Nitrogen monitoring and inversion algorithms of fruit trees based on spectral remote sensing: a deep review.

Nitrogen, as one of the important elements affecting the growth and development of fruit trees, leads to slowed protein synthesis and reduced photosynthesis, resulting in yellowing of the leaves, poor tree growth, and decreased yield under nitrogen-deficient conditions. In order to minimize losses and maximize fruit yield, there is often an occurrence of excessive fertilization, soil structure degradation, and water pollution. Therefore, accurate and real-time monitoring of nitrogen content in fruit trees has become the fundamental prerequisite for precision management of orchards. Furthermore, precision orchard management is crucial for enhancing fruit quality by maintaining the optimal growth conditions necessary for trees. Moreover, it plays a vital role in safeguarding the ecological environment by mitigating the overuse of fertilizers and pesticides. With the continuous development and application of spectral remote sensing technology in agricultural monitoring and land management, this technology can provide an effective method for monitoring nitrogen content. Based on a review of relevant literature, this paper summarizes a research framework for monitoring and inversion of nitrogen content in fruit trees, which provides help for further research.
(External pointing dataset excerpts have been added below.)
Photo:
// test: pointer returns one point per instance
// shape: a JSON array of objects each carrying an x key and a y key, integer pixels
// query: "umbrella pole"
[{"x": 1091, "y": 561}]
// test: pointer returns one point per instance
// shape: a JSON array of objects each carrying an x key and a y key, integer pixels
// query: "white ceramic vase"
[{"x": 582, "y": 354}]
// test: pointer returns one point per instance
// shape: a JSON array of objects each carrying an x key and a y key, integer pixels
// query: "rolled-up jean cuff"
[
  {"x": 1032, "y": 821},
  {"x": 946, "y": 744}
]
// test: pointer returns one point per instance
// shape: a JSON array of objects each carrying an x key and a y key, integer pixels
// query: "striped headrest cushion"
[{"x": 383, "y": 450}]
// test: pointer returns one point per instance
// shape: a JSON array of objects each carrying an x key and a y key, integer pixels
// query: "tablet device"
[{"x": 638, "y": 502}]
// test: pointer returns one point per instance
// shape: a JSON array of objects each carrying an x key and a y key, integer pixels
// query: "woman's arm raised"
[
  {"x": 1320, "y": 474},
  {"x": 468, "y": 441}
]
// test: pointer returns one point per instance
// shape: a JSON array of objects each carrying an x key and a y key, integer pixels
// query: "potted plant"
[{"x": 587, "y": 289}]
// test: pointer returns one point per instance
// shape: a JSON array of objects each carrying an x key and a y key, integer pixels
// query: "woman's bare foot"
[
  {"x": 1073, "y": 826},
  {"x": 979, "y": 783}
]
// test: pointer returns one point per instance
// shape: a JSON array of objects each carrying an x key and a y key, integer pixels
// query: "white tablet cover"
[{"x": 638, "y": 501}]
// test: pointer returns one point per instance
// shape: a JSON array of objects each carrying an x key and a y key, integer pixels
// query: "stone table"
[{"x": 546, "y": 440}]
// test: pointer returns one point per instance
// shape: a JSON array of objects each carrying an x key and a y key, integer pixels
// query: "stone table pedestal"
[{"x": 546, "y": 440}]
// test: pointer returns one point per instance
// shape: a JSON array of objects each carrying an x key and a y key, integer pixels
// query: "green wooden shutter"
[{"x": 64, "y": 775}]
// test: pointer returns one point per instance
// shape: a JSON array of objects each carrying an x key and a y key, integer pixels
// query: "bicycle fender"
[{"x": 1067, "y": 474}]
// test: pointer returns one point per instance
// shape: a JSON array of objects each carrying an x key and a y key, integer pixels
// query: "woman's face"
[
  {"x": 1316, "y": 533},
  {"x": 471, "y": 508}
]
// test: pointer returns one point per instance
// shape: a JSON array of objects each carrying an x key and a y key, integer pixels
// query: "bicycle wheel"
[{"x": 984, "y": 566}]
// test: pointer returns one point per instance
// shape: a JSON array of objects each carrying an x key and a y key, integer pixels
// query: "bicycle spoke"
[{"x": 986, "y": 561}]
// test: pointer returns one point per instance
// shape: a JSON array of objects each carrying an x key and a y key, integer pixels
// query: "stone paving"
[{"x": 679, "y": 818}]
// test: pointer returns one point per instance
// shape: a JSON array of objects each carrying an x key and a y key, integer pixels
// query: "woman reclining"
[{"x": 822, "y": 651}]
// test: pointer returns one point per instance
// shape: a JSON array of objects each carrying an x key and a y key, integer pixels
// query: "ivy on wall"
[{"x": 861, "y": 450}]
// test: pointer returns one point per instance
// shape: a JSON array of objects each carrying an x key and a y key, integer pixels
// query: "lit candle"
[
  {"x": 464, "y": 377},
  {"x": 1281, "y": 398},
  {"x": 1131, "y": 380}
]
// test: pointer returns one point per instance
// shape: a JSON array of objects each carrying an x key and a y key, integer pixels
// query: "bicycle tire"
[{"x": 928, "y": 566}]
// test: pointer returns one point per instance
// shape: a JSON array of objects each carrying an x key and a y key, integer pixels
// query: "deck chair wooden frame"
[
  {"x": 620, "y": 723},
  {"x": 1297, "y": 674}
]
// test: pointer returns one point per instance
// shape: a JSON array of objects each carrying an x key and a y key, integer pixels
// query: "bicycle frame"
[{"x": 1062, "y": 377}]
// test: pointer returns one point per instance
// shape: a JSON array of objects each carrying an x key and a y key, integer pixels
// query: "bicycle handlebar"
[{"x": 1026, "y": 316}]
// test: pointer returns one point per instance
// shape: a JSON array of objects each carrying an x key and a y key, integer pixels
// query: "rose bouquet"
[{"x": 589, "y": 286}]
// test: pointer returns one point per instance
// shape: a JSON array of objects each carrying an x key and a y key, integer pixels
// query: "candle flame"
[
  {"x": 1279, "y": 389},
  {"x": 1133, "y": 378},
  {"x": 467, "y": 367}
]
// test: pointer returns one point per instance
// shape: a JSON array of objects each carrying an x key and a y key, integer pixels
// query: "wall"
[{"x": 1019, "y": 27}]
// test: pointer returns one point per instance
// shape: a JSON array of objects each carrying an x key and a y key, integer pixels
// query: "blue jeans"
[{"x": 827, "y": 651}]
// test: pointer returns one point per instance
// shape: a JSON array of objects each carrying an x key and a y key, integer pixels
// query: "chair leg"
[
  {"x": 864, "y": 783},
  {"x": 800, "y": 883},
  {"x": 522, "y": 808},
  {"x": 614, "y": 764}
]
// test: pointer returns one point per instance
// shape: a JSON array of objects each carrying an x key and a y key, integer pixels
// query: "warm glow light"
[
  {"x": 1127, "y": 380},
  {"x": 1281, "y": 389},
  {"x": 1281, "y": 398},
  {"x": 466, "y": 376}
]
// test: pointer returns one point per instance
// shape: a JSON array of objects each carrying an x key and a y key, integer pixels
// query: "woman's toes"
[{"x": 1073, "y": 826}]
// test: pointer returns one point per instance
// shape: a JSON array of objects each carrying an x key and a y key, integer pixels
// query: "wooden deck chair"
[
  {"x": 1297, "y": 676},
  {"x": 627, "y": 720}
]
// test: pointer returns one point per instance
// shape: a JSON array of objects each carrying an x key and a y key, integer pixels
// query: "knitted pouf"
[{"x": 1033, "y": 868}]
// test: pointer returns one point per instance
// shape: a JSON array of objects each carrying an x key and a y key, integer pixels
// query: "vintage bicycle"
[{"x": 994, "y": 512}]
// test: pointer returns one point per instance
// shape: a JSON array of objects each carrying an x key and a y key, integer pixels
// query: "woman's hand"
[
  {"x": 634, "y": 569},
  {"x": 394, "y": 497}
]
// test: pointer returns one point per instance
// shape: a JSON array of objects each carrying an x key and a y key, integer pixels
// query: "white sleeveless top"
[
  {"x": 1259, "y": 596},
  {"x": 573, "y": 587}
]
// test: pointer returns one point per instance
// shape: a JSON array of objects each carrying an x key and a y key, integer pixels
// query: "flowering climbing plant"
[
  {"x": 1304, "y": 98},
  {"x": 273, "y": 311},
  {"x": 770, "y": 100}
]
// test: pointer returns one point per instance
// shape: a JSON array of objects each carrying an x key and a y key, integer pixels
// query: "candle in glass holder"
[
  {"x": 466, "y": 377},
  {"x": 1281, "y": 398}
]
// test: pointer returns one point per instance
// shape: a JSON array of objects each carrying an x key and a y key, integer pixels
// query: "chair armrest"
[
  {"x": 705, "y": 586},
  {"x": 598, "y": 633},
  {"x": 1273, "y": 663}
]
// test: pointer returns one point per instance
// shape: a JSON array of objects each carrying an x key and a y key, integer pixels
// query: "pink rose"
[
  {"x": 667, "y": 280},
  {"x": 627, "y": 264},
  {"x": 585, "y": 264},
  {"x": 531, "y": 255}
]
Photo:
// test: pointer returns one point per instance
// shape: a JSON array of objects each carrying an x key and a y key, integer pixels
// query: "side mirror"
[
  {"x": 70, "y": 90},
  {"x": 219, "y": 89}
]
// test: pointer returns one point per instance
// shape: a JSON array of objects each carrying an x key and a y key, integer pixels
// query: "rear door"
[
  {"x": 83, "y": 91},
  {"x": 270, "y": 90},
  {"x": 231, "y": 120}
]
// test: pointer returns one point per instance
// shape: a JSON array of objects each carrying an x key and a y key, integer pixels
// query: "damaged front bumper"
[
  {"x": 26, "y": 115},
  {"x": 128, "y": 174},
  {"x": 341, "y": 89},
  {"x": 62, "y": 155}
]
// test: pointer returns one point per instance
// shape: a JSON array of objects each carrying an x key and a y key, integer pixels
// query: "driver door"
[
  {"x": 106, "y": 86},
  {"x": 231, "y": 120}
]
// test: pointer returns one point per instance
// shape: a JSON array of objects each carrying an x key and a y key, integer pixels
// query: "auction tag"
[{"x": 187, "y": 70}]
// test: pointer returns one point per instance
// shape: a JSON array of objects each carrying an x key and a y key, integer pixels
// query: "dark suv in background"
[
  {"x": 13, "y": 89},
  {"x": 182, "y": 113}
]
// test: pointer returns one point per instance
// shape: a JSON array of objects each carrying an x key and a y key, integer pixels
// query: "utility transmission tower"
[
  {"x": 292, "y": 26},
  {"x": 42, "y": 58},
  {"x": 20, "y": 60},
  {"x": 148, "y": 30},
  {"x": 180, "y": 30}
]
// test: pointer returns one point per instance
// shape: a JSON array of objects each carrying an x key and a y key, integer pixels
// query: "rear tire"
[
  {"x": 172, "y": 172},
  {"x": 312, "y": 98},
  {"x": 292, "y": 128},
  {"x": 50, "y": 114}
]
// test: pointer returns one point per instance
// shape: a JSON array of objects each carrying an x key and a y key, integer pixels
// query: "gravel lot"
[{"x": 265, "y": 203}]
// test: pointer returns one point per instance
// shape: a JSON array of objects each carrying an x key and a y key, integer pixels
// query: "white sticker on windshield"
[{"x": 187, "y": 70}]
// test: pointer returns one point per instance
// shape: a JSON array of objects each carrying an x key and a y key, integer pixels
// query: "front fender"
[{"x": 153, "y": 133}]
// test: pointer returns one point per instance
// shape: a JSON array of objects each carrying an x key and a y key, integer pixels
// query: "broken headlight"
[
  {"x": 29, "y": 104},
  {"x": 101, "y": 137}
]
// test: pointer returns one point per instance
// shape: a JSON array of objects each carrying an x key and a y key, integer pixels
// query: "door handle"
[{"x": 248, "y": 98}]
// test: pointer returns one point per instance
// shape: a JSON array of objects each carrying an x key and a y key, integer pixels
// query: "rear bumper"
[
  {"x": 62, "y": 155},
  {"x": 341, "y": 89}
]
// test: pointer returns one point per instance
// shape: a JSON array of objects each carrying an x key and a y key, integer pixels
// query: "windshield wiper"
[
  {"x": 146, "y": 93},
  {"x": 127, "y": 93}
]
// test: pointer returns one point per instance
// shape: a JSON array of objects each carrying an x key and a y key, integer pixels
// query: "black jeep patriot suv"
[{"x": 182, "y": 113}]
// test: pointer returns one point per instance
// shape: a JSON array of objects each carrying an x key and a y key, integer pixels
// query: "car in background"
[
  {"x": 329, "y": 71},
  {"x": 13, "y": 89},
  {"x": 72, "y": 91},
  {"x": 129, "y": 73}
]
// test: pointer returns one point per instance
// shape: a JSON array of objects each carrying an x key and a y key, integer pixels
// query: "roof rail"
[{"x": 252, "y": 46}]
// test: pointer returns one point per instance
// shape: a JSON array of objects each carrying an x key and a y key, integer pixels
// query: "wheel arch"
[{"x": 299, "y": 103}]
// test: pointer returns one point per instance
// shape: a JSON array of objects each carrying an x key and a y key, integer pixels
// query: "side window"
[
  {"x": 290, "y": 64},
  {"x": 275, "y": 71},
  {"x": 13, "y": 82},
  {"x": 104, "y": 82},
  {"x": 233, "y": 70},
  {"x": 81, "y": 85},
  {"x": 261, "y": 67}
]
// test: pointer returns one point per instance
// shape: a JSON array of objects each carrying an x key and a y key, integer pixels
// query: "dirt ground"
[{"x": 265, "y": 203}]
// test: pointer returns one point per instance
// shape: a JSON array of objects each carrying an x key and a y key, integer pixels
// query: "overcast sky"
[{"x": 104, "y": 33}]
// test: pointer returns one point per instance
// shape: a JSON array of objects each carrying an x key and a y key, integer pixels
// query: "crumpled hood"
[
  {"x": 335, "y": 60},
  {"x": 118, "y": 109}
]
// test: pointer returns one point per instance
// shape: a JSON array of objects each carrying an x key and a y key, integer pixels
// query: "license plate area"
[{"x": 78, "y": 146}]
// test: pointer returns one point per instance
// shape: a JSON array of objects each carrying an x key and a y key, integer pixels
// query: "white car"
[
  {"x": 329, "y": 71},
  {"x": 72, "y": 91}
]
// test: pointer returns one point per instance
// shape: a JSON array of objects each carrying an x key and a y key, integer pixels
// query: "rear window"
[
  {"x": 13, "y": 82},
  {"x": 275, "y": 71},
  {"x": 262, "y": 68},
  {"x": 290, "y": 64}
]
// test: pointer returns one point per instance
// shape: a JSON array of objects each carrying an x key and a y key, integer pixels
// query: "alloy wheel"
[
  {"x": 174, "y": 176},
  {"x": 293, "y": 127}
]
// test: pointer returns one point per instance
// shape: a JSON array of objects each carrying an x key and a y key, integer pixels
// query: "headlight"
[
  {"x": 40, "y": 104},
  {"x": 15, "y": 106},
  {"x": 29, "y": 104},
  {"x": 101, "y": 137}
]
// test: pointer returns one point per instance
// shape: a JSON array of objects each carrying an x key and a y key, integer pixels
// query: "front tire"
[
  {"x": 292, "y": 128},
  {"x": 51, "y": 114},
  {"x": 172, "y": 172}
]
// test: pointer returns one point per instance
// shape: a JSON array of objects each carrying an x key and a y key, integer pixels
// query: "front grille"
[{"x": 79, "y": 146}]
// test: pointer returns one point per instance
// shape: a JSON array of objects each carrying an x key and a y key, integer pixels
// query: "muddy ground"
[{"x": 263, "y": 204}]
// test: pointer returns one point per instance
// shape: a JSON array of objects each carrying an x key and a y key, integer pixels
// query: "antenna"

Firstly, based on different remote sensing platforms, the application was discussed, on spectral remote sensing technology in the acquisition of nitrogen content in fruit trees. Secondly, the index parameters that can reflect the nitrogen content of fruit trees are summarized, which provides practical guidance for remote sensing monitoring. Additionally, the regression algorithms and application situations based on spectral data for nitrogen content were introduced. In conclusion, in response to the current issues and technological limitations, future research should focus on studying the nitrogen content characteristics of fruit trees during different phenological periods, integrating multi-type data information, and thereby improving the universality of the nitrogen content inversion model for fruit trees.